There are a few practical recommendations for the implementation of reinforced concrete structures to strengthen unique objects. Experiments on increasing the seismic resistance of energy facilities (TPPs and HPPs) are not sufficiently covered in the articles, and increasing their seismic resistance in operation for more than 50 years is rarely considered by scientists. At the same time, the requirements for energy facility structure strengthening should be stricter than for industrial and civil engineering facilities due to the disproportionate level of responsibility.

In studies [27,28,29,30,31], a comprehensive assessment approach using the capabilities of mathematical modeling of structures and physical experiments was supported. Vibration platforms for modeling dynamic impacts were most often used. This approach provided good practical results; however, it did not allow for the modeling of high-intensity seismic impacts for large-scale models such as 1:1 or 1:2. Therefore, in the study presented herein, the impact modeling approach using a hydraulic cylinder bench was applied.

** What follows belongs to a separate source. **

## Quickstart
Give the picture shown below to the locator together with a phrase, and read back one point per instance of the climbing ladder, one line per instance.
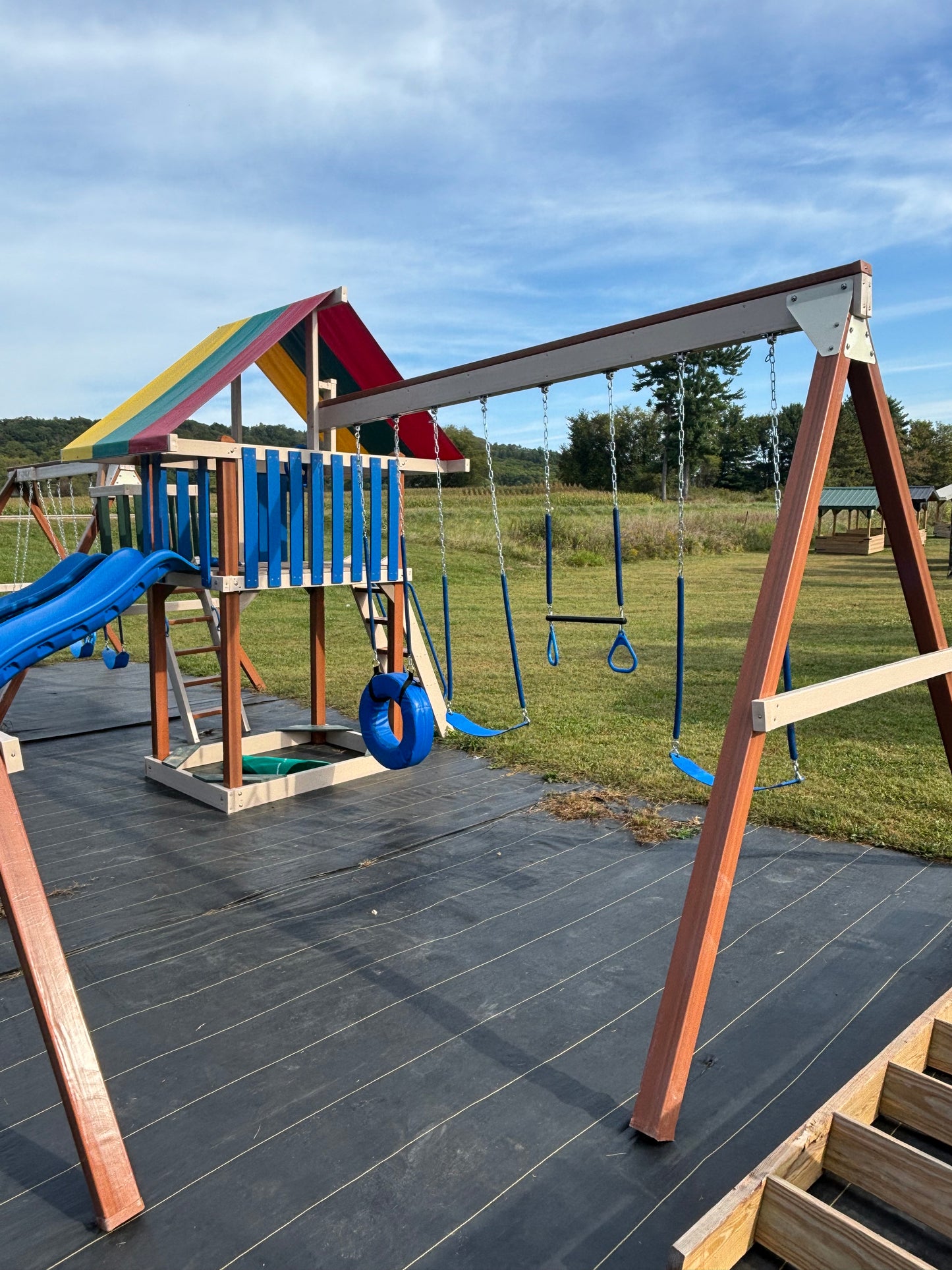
(179, 683)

Thus, the authors of this article, taking into account the analyzed studies of other scientists, conducted a study aimed at improving the seismic resistance of reinforced concrete load-bearing structures of hydroelectric and thermal power plants under seismic effects of different intensities.

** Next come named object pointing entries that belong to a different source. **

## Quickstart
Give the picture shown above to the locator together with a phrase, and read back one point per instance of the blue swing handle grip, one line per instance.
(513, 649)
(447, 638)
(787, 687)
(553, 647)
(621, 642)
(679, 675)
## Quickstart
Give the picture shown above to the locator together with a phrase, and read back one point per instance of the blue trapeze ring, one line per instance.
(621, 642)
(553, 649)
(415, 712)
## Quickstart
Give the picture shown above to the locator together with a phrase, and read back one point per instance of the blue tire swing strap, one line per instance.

For modeling the key elements of HPP and TPP, structures were selected. The loads acting on them were collected and the most loaded structure was selected. In this case, it was “pressure wall with slab” and “column-transom”, the models of which were made at the scale 1:2. The main objective was to develop the reinforcement of the structures to ensure their compliance with the requirements of the current normative documentation under high-intensity seismic effects. CFRP as a strengthening material was used. Reinforcement and strength parameters of structures were determined on the basis of survey data. The reinforcement class was adopted in accordance with the nomenclature used in the 1960s and 1970s. In addition, the revealed defects of building structures, such as cracks, caverns, and local strength reductions, were included in the calculation studies.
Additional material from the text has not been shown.